In other words, government spending! But it’s not just Professor Gans who is all over the shop on his economic theory. In the same story the ABC interviewed another boffin, Professor Raja Junankar from the University of Western Sydney.
He is also against giving taxpayers money back to taxpayers. He also thinks that government knows how to spend your money better than you do. This is what he said when asked whether broad-based tax cuts were a good idea:
“I think there’s no evidence to support that kind of view. In fact, after a moment, because the economy is in a recession or getting into a much worse recession over the next few years, next few months, that cutting taxes probably is not going to stimulate any extra activity. The only thing that’s going to stimulate more activity is if you can increase aggregate demand in economy, which means increasing spending on infrastructure, on hospitals, on schools, on roads and those kind of big expenditure patterns that we want to increase.”
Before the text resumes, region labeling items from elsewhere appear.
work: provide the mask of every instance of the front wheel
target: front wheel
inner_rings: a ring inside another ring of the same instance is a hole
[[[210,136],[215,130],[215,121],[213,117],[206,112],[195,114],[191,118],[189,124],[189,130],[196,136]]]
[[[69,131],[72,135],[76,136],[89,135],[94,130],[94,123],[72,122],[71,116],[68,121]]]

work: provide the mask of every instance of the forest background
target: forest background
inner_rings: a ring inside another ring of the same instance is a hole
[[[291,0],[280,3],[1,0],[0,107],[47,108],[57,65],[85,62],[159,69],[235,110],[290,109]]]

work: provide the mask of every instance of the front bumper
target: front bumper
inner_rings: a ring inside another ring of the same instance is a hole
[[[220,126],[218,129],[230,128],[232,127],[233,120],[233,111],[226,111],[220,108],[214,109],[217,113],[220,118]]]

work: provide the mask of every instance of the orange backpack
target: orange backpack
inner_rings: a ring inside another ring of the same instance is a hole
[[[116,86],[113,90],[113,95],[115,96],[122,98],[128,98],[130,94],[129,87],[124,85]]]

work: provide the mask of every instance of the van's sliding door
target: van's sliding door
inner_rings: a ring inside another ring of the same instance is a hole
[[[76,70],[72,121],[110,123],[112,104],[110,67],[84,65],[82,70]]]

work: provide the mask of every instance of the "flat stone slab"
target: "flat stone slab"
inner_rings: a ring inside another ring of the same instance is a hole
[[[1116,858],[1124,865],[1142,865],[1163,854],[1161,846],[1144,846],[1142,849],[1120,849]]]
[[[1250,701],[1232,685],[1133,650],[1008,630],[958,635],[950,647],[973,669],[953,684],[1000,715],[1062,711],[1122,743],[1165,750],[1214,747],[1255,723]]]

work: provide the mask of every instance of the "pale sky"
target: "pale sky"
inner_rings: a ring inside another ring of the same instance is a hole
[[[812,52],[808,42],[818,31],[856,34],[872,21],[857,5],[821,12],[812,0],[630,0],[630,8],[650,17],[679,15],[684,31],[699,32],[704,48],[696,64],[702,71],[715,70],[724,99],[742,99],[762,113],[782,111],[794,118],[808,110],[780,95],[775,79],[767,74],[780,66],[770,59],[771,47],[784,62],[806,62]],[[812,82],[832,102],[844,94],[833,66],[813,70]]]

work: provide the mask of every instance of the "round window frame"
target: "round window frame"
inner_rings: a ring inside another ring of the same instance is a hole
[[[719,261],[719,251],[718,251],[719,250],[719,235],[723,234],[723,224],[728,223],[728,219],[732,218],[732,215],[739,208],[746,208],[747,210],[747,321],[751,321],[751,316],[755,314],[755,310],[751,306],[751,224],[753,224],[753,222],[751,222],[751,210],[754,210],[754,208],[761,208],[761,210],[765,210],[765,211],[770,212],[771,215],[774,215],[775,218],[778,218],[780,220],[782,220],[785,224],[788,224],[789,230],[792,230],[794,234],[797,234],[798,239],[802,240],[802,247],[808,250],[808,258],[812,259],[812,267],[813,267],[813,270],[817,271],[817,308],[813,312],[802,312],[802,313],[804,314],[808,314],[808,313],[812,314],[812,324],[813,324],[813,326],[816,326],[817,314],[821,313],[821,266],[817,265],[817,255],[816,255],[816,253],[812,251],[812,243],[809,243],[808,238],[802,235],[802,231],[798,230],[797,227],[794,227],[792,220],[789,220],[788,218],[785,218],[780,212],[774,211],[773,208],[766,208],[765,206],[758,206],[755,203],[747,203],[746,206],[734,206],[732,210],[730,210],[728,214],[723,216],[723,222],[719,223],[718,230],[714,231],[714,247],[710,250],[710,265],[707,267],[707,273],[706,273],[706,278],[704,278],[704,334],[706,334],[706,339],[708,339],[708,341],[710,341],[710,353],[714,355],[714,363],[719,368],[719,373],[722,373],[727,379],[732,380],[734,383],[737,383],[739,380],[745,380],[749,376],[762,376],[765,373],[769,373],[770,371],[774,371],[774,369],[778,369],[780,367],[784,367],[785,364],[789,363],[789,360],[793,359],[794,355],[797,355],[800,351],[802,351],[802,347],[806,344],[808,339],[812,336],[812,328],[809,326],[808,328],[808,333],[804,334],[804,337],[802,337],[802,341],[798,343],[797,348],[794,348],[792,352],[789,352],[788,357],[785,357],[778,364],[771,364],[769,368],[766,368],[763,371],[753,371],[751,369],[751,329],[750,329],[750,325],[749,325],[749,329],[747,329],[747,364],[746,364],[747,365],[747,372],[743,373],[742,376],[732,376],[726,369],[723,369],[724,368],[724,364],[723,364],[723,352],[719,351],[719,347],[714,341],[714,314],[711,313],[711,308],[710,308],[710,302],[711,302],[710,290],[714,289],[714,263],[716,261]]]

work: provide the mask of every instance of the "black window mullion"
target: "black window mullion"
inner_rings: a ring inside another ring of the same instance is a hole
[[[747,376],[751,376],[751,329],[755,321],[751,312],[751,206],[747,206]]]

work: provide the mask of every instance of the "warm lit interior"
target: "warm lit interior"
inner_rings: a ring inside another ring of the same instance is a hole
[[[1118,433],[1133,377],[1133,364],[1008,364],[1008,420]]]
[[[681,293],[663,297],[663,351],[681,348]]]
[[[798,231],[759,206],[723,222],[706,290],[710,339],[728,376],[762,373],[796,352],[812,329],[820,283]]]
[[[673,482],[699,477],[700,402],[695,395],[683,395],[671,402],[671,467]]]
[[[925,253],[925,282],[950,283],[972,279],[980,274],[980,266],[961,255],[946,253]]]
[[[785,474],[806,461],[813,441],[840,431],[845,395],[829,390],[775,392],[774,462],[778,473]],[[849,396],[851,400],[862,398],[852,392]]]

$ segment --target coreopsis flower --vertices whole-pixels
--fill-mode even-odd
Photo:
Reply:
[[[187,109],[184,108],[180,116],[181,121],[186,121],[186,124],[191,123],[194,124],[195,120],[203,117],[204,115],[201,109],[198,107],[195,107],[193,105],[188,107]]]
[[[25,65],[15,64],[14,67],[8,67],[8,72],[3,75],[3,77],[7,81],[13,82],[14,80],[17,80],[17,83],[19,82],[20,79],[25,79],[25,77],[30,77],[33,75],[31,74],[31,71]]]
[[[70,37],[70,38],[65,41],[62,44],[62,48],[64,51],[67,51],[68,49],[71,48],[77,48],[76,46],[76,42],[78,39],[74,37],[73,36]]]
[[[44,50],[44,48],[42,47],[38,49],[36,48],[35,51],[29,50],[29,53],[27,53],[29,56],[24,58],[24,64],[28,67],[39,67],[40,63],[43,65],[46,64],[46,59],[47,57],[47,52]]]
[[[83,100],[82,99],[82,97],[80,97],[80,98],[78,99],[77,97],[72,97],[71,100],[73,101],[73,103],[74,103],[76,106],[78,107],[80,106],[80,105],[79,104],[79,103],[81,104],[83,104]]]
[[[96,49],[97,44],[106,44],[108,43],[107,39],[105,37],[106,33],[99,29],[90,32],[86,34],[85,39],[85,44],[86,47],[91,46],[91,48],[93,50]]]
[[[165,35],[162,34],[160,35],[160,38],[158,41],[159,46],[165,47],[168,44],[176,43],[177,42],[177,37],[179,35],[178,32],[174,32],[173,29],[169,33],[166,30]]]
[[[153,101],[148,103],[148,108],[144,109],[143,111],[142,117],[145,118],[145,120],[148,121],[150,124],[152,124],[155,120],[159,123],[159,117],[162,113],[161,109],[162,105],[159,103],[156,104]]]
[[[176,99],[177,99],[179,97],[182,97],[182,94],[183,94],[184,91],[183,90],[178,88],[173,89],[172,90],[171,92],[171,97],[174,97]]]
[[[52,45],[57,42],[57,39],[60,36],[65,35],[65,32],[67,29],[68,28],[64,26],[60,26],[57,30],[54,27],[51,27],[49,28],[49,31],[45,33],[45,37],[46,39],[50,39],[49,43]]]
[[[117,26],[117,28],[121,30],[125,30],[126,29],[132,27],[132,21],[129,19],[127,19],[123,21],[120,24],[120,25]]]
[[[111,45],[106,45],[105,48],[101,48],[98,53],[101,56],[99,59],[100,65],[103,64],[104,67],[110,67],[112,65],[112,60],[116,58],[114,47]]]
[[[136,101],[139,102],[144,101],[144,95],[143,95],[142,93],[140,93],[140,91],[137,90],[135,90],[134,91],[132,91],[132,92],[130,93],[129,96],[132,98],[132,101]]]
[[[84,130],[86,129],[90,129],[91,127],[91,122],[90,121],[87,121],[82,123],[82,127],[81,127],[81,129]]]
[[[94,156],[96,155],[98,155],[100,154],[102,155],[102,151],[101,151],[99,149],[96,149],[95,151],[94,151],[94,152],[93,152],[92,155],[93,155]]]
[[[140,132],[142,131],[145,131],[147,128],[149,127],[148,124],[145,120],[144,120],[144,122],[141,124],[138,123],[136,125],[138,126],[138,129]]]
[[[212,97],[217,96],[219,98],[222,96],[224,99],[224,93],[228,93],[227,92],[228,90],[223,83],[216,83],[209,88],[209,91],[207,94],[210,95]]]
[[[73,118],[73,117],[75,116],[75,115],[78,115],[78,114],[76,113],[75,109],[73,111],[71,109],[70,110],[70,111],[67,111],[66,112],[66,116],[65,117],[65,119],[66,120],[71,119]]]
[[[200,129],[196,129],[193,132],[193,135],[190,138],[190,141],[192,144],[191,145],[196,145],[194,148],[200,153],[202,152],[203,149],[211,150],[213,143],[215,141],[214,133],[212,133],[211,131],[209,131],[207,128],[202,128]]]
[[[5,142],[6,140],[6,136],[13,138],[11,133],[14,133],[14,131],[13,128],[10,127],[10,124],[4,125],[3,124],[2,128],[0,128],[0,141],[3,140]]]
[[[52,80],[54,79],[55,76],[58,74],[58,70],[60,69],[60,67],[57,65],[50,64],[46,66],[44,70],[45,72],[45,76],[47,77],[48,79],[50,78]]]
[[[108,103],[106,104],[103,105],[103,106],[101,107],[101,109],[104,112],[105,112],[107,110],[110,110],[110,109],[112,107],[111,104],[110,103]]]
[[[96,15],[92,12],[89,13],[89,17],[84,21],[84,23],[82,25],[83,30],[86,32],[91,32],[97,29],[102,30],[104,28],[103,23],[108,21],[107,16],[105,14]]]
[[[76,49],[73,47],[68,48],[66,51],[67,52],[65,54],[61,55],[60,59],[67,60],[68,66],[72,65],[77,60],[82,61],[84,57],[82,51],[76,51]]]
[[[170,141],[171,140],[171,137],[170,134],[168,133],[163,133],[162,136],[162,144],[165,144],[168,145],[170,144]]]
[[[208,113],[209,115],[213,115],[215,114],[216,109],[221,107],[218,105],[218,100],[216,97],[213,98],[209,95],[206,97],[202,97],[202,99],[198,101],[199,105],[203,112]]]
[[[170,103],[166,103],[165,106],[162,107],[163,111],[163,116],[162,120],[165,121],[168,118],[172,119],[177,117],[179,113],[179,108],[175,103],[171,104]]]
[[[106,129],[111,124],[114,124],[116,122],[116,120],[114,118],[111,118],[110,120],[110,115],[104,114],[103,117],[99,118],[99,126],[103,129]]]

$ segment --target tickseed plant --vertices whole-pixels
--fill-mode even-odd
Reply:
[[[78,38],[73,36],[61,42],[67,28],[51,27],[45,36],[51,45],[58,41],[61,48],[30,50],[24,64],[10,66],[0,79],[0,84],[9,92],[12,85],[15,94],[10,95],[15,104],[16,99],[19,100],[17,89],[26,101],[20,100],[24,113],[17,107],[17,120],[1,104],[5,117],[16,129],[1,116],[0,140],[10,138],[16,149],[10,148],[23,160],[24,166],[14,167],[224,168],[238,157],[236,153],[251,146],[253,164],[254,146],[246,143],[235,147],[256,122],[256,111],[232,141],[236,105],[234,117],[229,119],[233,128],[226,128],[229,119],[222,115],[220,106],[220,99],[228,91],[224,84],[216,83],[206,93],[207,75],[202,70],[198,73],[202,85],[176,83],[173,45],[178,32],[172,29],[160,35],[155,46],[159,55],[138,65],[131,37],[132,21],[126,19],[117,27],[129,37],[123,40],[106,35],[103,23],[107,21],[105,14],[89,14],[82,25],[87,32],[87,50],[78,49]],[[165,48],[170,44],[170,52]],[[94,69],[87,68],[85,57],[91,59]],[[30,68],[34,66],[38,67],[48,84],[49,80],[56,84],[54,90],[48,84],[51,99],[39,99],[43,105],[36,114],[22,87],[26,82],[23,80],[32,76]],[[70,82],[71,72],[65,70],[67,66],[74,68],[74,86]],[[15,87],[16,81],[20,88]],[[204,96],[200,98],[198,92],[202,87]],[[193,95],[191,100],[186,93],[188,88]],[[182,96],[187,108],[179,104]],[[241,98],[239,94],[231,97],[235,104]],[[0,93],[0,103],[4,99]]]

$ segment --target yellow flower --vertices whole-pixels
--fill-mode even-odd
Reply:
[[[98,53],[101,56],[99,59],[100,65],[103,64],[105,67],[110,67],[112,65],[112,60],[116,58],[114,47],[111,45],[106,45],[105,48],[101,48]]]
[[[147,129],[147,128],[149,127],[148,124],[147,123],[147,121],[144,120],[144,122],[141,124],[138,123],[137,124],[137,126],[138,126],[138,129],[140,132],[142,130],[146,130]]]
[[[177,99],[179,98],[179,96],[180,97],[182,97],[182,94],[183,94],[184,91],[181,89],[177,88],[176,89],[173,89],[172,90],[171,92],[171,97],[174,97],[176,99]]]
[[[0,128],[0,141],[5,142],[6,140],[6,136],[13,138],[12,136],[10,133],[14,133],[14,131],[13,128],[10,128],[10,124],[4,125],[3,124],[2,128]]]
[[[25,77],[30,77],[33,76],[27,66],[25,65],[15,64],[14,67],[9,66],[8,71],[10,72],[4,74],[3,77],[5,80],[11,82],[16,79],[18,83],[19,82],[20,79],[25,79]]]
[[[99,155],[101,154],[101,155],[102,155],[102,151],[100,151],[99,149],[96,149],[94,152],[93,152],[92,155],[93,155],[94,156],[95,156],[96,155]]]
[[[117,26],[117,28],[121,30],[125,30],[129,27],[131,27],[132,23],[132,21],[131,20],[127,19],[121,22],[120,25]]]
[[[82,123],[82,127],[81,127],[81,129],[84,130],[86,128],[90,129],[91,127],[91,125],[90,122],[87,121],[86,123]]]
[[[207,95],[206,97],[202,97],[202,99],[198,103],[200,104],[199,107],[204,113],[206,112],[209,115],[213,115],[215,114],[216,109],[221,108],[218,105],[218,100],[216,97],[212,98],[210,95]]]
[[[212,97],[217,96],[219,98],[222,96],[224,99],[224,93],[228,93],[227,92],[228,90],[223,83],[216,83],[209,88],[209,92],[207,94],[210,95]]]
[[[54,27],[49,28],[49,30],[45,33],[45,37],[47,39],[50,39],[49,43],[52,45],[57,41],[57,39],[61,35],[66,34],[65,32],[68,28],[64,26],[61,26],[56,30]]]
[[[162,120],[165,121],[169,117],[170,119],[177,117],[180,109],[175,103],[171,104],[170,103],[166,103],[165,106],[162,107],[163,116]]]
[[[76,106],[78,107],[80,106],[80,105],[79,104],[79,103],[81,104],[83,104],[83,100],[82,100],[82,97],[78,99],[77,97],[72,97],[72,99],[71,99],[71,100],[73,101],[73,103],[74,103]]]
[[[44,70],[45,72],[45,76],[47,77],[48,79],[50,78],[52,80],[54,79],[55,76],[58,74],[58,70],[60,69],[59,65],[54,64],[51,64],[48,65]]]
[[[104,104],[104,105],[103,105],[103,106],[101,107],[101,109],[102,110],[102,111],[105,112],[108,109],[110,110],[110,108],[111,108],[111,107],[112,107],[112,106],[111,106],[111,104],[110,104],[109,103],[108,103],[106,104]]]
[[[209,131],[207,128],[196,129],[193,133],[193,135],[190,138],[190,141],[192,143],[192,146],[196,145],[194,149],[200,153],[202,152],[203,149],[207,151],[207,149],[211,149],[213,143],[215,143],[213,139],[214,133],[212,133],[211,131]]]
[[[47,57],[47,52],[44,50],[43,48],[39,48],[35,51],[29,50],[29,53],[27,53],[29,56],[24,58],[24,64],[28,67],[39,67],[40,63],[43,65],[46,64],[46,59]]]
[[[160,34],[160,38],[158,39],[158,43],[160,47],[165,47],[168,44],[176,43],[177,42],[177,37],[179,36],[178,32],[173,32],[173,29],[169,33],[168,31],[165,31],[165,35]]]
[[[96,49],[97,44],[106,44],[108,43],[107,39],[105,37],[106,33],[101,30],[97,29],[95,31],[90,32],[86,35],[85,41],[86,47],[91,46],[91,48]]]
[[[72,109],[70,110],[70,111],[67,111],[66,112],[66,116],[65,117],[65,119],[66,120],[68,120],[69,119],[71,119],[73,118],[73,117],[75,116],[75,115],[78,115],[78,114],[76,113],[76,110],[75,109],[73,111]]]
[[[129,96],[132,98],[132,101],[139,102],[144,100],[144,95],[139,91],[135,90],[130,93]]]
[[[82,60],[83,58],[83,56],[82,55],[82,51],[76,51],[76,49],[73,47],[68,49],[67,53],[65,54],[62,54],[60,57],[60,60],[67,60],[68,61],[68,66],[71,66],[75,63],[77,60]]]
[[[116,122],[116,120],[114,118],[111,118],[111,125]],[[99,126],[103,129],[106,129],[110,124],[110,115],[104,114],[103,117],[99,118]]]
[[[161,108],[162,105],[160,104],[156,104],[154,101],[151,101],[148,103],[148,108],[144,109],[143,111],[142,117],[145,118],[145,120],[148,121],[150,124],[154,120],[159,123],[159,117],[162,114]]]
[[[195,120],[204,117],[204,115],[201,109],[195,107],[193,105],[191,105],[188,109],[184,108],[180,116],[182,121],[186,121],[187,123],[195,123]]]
Again, we’re not sure that we need to repeat again our view on throwing more money into the black hole of state funded health and education.
But this is surely what will happen. And it is why the mooted small deficit will sooner rather than later turn into a big deficit. Simply because one-off spending on these big white elephant projects will only lead to even bigger recurrent expenditure in future years.
The economists and mainstream press seem to forget that the only way to deliver a stimulus to the economy is to give more money back to taxpayers. This will lead them to either spend it, or more likely they will save it.
If they save it in a bank then it adds to the banks’ capital base which then allows them to lend money as consumer or business lending.
Paying for ceiling insulation and encouraging every to spend, spend, spend may have a short term positive impact for some businesses, but in the long run the increase in government debt will only have the effect of drawing money away from the private sector towards the public sector as the government refinances its own debt.
The bank’s have already loaned out as much as they can, rather than trying to patch things up with government guarantees and a ‘Rudd Bank’ the government should just cut taxes and let people save. This will naturally recapitalize the banks and it won’t cost the taxpayer a cent.
Instead, the deficit will continue to grow and grow, and because it has been in profit until recently, the Australian government has the ability to borrow much more relative to the size of the economy than the US and the UK.
Other Stuff on the Markets
Everything seemed to fall last night, the Dow Jones, Crude Oil, Gold and the Aussie Dollar. The Aussie may come under further pressure if the RBA cuts by more than 100 basis points today.
The market continues to build in a 100 basis point cut. In fact, according to the implied yields there are bets that the RBA could cut even further.
Business lobby groups are keeping up the pressure on government to spend your money. The Australian Chamber of Commerce and Industry wants the government to spend up to $25 billion. No doubt to prop up the businesses of its members.
Gold Coast property tycoon Jim Raptis has seen his company collapse with debts of around $1 billion. Is this the sort of over-leveraged property investment that the new property bail out would have financed?